I have long held the opinion that space and time are flip sides of the same coin space/ and time are both held in equilibrium by the density of mass or mass/density. They are all facets of the same thing. Mass curves space. All of the mass, curves all the space back on to itself, meaning all the space encompasses all the mass. This structure then has to include all of time as "space/time". But more importantly the higher the mass density, the slower the time passes - with the inverse also true.

So what the hell am I getting at? Well the way I understand space/time/mass is that there can not be anything "outside" or "before" because all the mass contains all the space/time. In other works there is no "space" and no "time" outside the curve of space time because all the mass has curved it back onto itself. A mobius of space / time if you will.

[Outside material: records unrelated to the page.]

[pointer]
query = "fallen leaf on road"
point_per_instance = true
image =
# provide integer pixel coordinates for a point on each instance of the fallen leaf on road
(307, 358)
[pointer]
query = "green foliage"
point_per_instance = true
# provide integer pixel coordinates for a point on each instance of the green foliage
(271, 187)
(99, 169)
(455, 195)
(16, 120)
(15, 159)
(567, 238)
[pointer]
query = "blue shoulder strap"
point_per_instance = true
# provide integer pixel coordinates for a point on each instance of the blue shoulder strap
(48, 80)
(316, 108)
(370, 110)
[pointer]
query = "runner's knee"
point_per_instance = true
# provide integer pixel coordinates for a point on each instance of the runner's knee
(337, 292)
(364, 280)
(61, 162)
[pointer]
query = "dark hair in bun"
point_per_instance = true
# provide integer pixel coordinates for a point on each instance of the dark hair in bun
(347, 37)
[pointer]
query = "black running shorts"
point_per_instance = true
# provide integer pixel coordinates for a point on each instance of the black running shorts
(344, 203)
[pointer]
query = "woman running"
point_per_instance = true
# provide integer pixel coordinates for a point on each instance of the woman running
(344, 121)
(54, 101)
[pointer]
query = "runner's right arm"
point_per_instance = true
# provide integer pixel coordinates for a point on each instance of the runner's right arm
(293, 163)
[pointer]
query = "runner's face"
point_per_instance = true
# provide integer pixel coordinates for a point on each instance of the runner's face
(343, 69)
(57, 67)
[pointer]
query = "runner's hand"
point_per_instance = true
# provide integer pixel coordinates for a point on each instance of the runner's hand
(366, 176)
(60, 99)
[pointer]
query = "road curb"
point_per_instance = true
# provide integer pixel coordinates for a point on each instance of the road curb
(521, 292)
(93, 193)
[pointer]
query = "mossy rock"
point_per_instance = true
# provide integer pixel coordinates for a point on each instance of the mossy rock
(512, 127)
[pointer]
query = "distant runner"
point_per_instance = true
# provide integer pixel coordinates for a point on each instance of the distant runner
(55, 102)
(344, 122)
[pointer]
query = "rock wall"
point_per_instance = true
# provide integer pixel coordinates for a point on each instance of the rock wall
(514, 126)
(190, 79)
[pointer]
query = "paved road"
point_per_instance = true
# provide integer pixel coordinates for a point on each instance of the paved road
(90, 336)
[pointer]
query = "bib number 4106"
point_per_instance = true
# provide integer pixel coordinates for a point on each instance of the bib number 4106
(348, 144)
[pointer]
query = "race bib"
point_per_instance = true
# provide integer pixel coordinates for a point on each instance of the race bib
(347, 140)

So when cosmologists from Canada's Dalhousie University and Queen Mary University in London, theorized that some primordial black holes might have existed before the big bang, having been created in the Big Crunch. Which puts the Universe on a cyclic time line. Meaning that the Big Bang was not a single event, but one that occurs over and over again as the Universe crunches down to a single point, then expands again.

Well this is rather inconvenient. I grew up thinking that the universe was either expanding or contracting and would do so forever. Then the dark time when the Universe showed an ever increasing expansion that would continue forever slowly cooling and darking the Universe leaving a dark emptiness.

Now it would seem that a expansion/compression Universe in a possibility again. And more, that structures can exist outside of the big crunch / bang. (my head hurts)

Now cosmologists theorize that black holes of a certain mass could avoid the crush of the big crunch and survive as separate entities. The masses of these black holes would have to be small, with the upper limit being equal to the mass of our sun.

From the article:
  • The theory is based on  the Earth, and the rest of the known Universe occasionally (being) bombarded with unexplained bursts of gamma rays -- something that could, (possibly) be the result of primordial black holes running out of energy and disintegrating.  (some scientists are calling this effect evaporation of the singularity, which should result in massive bursts of gamma radiation.  ed)
The "primordial" black holes are fundamentally different from black holes that were created later.  Regular black holes today are created by the collapse / supernova of super-massive stars.   The primordial black holes were possibly created by the crunch of the universe.   One problem is that post big bang also created primordial black holes.  

From the article:
  • A key problem they agree on is that it would likely be impossible to tell the difference between pre- and post Big Bang primordial black holes.